33. Mia

THIRTY-THREE

Mia

The entirety of the PS 2 staff trudges into the auditorium for Professional Development Day. I mean, it’s not like anyone ever happily skips to PD Day (maybe Georgia did when Oliver was still principal), but today feels like a slow march to a funeral dirge.

I take a seat in the back with the rest of the third grade team. Normally, I make us all sit towards the front, but I can’t bring myself to do it today.

Principal Thomas and Lina aren’t here yet, so we chat.

“How are you doing?” Tamika asks me, all concerned mother hen. I assume Georgia and Emmanuel have updated her and Chaya on the situation.

I shrug. “Awful.”

“You haven’t heard from him?” Georgia asks.

“No.”

“Not even at home?” Chaya asks.

“I haven’t been home. I’ve been staying with my brother,” I mutter.

Emmanuel squeezes my hand. “Is your Hot Girl Energy battery replenished yet?” I told him all about it at a particularly drunk and sad happy hour.

“I think it’s still on Low-Power Mode.”

“You’ll get it back,” Georgia reassures me.

“I miss him,” I whisper to no one.

Arms wrap around me from both sides.

The low buzz of conversation in the auditorium comes to a halt once Lina walks in. Something is off. She looks a bit shellshocked.

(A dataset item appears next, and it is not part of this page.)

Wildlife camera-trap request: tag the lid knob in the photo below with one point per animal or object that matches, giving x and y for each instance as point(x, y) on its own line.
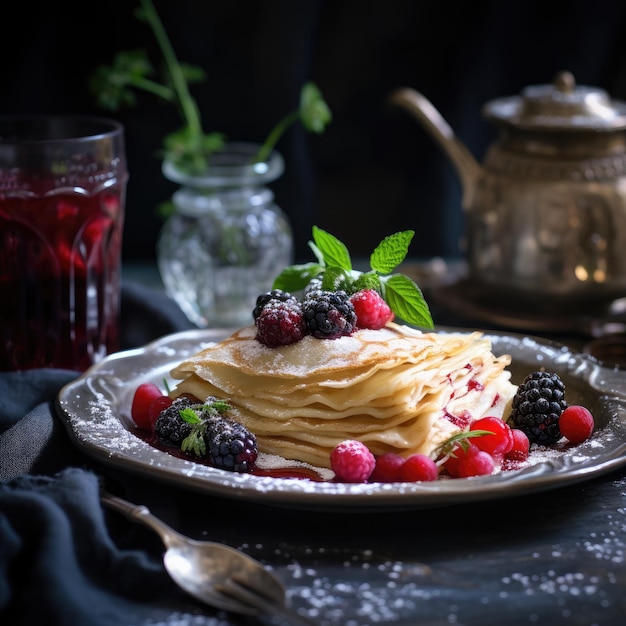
point(564, 82)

“Hey, everyone,” she finally says, when she stands in front of the room. “Uh…” She scratches underneath her bun. “Well, I don’t know how to say this without being frank about it. Principal Thomas… won’t be returning to PS 2.”

Shocked silence fills the auditorium.

Emmanuel breaks it. “Are we allowed to cheer?” he asks out loud.

The auditorium huffs a collective laugh, teachers breaking into excited murmurs with the surrounding people.

“Holy shit,” I murmur, looking at my team and grinning. “What does that mean?” I yell to Lina over the hum of the staff.

Lina looks at me knowingly, with a sparkle in her eye I haven’t seen all year. She urges the auditorium to quiet down so they can hear what she’s going to say. “Starting tomorrow, you can move back to your previous curriculum, whatever you had been teaching before the Words of Wonder curriculum. We’re done with Words of Wonder.”

There is actually a collective cheer this time.

“Baruch Hashem,” mutters Chaya.

“Praise Our Holy Mother,” Emmanuel agrees.

I eye him. “I didn’t know you were Catholic.”

“I’m not. I’m referring to Our Holy Mother, Paris Dupree.”

Lina grins. “I just got off the phone with Superintendent Daniels. They are starting the search for a replacement principal immediately. He said to sit tight, but in the meantime, business as usual. I don’t need to micromanage you. You all rock,” Lina says. “I think this calls for a celebration. Early release today, guys. You’re free to go home,” she says, giving us the best gift a teacher could ever ask for. After being rid of an authoritarian principal, that is.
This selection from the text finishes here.